We discussed the first 7 FAQs in Part 1. In this Part 2, we will discuss the next 5 common FAQs.
1. What is a Success-based (or Contingency) Search Engagement?
This is an engagement where the search firm gets paid only if the firm successfully fills a requirement.
When is it appropriate to use?
Ideal for non-confidential and mid-level requirements. Also appropriate for generic positions which are likely to be found in the search firm’s data bank.
How best to use this search model:
It is best to partner with only one, or at most two, search firms.
Should you adopt this model, it is best that you give the search partner a deadline, failing in which you should have the option to select a second or third search firm. A reasonable deadline is four weeks.

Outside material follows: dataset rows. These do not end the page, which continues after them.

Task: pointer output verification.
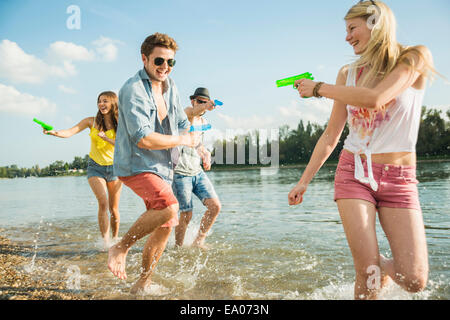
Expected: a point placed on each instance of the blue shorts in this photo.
(96, 170)
(184, 186)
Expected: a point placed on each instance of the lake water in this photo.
(261, 248)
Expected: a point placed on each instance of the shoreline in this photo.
(241, 168)
(18, 284)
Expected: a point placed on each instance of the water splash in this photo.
(30, 268)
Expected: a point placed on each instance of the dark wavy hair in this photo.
(99, 119)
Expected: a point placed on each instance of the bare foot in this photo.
(387, 269)
(116, 261)
(140, 286)
(201, 244)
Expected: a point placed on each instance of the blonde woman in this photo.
(380, 97)
(105, 185)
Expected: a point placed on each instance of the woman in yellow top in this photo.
(104, 184)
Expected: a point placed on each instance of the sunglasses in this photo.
(159, 61)
(373, 2)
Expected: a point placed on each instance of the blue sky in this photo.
(237, 49)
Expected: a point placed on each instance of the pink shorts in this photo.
(156, 193)
(397, 185)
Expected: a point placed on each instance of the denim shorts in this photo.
(96, 170)
(184, 186)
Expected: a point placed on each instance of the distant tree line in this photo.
(295, 147)
(58, 168)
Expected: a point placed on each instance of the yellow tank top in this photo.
(102, 151)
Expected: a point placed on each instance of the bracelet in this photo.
(316, 90)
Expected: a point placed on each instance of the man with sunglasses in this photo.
(150, 119)
(190, 178)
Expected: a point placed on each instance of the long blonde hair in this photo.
(383, 53)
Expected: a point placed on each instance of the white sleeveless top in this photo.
(393, 128)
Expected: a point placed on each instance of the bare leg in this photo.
(153, 249)
(98, 186)
(406, 235)
(148, 222)
(114, 190)
(180, 229)
(213, 208)
(358, 219)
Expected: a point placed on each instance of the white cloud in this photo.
(66, 89)
(19, 67)
(248, 123)
(106, 48)
(15, 102)
(67, 51)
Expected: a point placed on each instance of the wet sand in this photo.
(17, 284)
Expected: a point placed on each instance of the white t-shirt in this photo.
(392, 128)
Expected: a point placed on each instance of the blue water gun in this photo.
(203, 127)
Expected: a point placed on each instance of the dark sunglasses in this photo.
(159, 61)
(373, 2)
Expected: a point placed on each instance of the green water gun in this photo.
(44, 126)
(291, 80)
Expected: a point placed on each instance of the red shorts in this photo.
(156, 193)
(397, 185)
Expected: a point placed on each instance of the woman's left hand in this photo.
(102, 135)
(305, 87)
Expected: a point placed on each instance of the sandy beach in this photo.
(17, 284)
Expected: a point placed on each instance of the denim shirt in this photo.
(138, 118)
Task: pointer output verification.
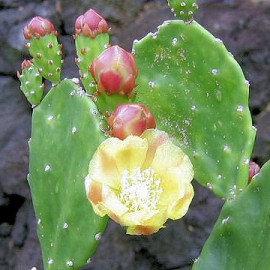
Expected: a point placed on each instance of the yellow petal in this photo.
(174, 184)
(167, 155)
(102, 167)
(142, 230)
(131, 153)
(155, 138)
(180, 208)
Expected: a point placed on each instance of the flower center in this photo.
(140, 189)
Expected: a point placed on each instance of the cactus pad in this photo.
(184, 9)
(31, 84)
(199, 95)
(240, 239)
(87, 50)
(62, 144)
(47, 54)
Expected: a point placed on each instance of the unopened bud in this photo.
(131, 119)
(27, 64)
(254, 169)
(115, 71)
(39, 27)
(91, 24)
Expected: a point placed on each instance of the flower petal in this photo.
(102, 167)
(167, 155)
(155, 139)
(180, 208)
(131, 153)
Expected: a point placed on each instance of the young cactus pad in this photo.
(240, 239)
(47, 54)
(184, 9)
(65, 134)
(198, 94)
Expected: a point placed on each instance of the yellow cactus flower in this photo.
(140, 182)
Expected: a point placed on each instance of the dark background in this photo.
(244, 26)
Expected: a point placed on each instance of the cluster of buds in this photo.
(39, 27)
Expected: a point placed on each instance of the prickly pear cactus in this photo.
(199, 95)
(47, 55)
(189, 81)
(87, 50)
(66, 130)
(31, 82)
(184, 9)
(61, 146)
(240, 239)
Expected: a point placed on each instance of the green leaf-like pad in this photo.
(65, 135)
(199, 95)
(184, 9)
(241, 239)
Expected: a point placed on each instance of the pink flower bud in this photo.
(254, 169)
(115, 71)
(131, 119)
(38, 27)
(91, 24)
(27, 64)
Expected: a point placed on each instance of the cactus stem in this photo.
(78, 60)
(47, 168)
(83, 50)
(74, 129)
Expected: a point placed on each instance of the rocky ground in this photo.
(244, 26)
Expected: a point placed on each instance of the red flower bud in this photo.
(131, 119)
(254, 169)
(27, 64)
(115, 71)
(91, 24)
(38, 27)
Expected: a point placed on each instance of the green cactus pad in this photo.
(87, 50)
(184, 9)
(47, 55)
(31, 85)
(241, 239)
(199, 95)
(65, 135)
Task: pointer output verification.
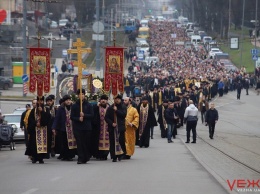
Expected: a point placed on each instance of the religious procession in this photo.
(172, 92)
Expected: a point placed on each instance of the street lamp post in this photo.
(256, 24)
(24, 42)
(242, 35)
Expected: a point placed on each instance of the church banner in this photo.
(39, 70)
(114, 70)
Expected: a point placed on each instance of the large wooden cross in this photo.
(79, 51)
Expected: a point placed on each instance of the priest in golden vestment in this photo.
(131, 123)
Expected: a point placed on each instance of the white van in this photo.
(206, 39)
(195, 39)
(63, 22)
(144, 23)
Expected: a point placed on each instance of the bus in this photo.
(143, 32)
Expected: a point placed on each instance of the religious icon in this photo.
(39, 65)
(114, 66)
(66, 86)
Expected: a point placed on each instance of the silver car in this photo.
(14, 121)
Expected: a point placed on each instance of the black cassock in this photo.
(32, 147)
(144, 140)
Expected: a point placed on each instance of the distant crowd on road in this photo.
(176, 89)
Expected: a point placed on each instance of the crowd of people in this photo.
(172, 93)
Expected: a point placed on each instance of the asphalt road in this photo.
(177, 168)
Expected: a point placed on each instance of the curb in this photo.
(208, 169)
(17, 99)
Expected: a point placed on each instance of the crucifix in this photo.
(79, 51)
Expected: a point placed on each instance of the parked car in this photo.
(63, 23)
(14, 121)
(213, 51)
(53, 24)
(6, 83)
(19, 110)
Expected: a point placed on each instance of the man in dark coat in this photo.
(115, 118)
(22, 124)
(161, 118)
(38, 129)
(100, 134)
(211, 119)
(147, 120)
(81, 123)
(170, 115)
(62, 126)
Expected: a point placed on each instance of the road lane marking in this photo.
(56, 178)
(30, 191)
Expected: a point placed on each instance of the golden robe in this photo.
(132, 117)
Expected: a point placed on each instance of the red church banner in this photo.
(114, 70)
(39, 70)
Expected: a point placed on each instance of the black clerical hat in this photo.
(104, 97)
(82, 91)
(66, 97)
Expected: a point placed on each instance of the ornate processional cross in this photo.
(79, 51)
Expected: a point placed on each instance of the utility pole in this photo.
(256, 25)
(242, 35)
(24, 42)
(103, 11)
(229, 19)
(97, 43)
(111, 27)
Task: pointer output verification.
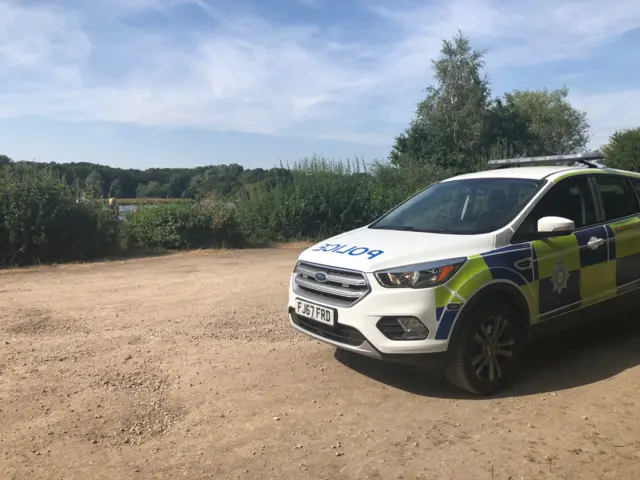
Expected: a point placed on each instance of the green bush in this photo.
(325, 198)
(43, 220)
(180, 226)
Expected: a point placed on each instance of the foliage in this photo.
(181, 226)
(325, 198)
(623, 150)
(554, 126)
(457, 125)
(152, 201)
(42, 219)
(451, 122)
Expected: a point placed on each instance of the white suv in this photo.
(463, 274)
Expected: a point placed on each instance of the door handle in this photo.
(524, 264)
(595, 242)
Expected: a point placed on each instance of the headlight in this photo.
(422, 275)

A second model which is quite common among companies not familiar with search processes is awarding the search simultaneously to several search firms.
This model, known as a “horse race”, encourages speed at the expense of process. Since they have no assurance of getting paid, their priority is to send as many CVs to claim ownership and they increase their chances of winning the horse race.

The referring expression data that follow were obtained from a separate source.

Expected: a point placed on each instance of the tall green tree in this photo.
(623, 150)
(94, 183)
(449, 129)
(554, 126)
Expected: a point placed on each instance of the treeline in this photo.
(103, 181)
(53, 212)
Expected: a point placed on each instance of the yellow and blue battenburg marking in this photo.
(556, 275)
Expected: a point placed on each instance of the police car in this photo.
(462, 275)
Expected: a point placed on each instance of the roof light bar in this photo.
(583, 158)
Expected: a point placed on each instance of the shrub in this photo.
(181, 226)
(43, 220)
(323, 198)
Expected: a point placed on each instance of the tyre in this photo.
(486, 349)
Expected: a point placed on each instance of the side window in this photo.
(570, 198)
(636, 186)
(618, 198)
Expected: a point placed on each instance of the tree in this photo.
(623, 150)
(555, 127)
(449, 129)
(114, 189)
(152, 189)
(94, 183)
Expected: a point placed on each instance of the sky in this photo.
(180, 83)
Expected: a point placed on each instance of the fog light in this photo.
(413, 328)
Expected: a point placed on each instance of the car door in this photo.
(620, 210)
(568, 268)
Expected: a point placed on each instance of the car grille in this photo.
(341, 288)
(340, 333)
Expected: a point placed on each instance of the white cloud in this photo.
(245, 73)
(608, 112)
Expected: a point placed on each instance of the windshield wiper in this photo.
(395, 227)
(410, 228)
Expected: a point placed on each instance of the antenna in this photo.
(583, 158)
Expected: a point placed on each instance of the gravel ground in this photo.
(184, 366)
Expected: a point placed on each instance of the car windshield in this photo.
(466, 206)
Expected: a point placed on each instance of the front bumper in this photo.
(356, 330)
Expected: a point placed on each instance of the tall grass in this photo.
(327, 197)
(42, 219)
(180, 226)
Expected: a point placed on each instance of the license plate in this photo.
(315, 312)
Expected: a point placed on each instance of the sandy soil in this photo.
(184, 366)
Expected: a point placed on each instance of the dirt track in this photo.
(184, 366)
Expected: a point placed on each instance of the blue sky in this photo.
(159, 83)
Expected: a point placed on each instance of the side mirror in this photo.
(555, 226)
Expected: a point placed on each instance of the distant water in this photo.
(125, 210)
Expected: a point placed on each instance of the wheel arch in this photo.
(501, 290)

The above-mentioned model has been one of the culprits behind malpractices in the industry. When there are no processes, it becomes a hit-and-miss affair. When firms are encouraged to compete based on speed and when they have no assurance of being paid, shortcuts happen and the big loser is the client.
Yes, the loser is the client.
Not only does it not have any assurance that they are getting the best candidates, the client also incurs the hidden cost of screening, interviewing and assessing – tasks which should have been done in the first place by the so-called search firm.

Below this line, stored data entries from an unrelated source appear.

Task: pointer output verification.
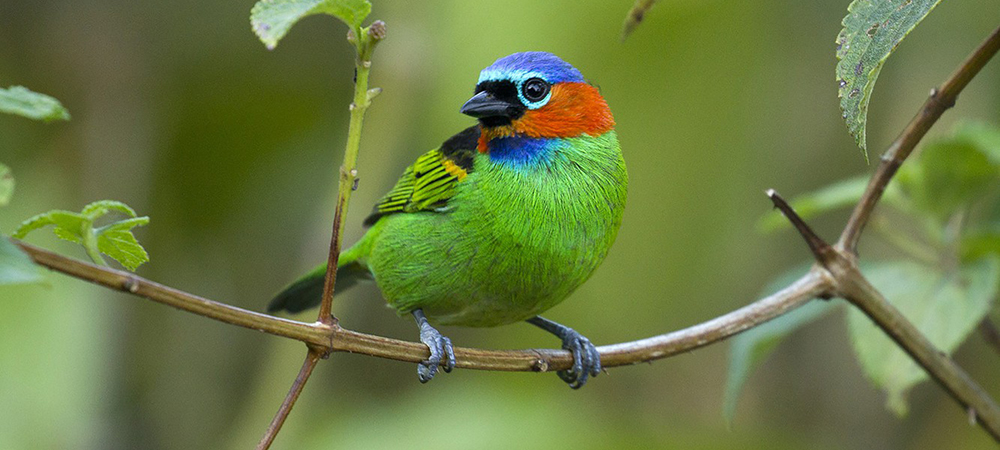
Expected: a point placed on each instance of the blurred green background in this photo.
(232, 150)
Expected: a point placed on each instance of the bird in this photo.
(502, 221)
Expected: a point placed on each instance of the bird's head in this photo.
(537, 95)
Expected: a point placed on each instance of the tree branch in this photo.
(942, 368)
(334, 338)
(821, 250)
(937, 103)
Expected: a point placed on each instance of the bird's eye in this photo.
(535, 89)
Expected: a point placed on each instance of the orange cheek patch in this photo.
(573, 110)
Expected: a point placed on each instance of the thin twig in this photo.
(821, 250)
(308, 365)
(937, 103)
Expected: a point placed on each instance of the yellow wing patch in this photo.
(454, 170)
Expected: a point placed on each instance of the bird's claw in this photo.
(586, 359)
(441, 350)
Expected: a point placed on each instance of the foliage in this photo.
(872, 30)
(946, 305)
(271, 19)
(20, 101)
(947, 284)
(752, 347)
(114, 239)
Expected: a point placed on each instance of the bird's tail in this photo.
(307, 291)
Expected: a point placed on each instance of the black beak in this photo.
(483, 105)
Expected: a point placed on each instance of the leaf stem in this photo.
(364, 40)
(90, 243)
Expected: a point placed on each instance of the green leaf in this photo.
(949, 174)
(115, 239)
(15, 266)
(102, 207)
(69, 225)
(123, 247)
(22, 102)
(271, 19)
(750, 348)
(872, 30)
(6, 185)
(944, 306)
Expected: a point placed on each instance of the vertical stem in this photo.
(293, 394)
(364, 40)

2. Guarantees: Do search firms provide guarantees for the quality and suitability of the candidates they place?
Yes, but make sure this is included in the contract to protect you from unscrupulous search firms. The usual guarantee is 6 to 12 months during which time the Client company should be in a position to determine whether to regularize the executive, extend his probationary period or let him go. Should the executive be asked to leave within the six-month period for performance reasons, the search firm, is under obligation to replace the executive at no extra cost, except out-of-pocket expenses.
Please note though that the guarantee will not apply if the departure of the executive is a result of an unplanned relocation, unplanned re-organization, take over by another company or changes in responsibilities or designation which were not spelled out in the job offer.
3. Off Limits: What are ‘off limits’ in the search industry?
A candidate placed by a search firm should never be enticed by that same search firm to pursue other opportunities. This is one of the most common malpractices which caused the black-listing of a high-profile but notoriously unethical search firm.
4. What are other examples of malpractices?
Recycling of candidates: Placing the same executive in other firms several times.
Fee splitting: This is done by two search firms to go around the “off limits” restriction on one of the search firms.
Peddling of resumes: This is resorted to by search firms as a selling tool, on the off chance that clients will find suitable candidates from the peddled resumes. In most cases, the owners of the resumes are not aware that their CVs are being peddled. This practice not only opens the clients to being complicit in the violation of the Data Privacy Act, it also is a betrayal of the executives’ trust.
Conflict of interest: This happens when a search firm does not fully disclose working for a competing company.
Short cuts: This happens when candidates are endorsed without the benefit of interviews, assessments and due diligence.
5. As the CEO or HR Head of my firm, how can I help prevent these malpractices from spreading and hurting us?
First, ensure that you have an accreditation process for service providers. This way, you can ensure that they are SEC-registered and therefore not the fly-by-night types.
Second, ensure that in the accreditation process, they present their own Code of Ethics. If they do not have any, have them sign an undertaking that they will abide by a Code of Ethics.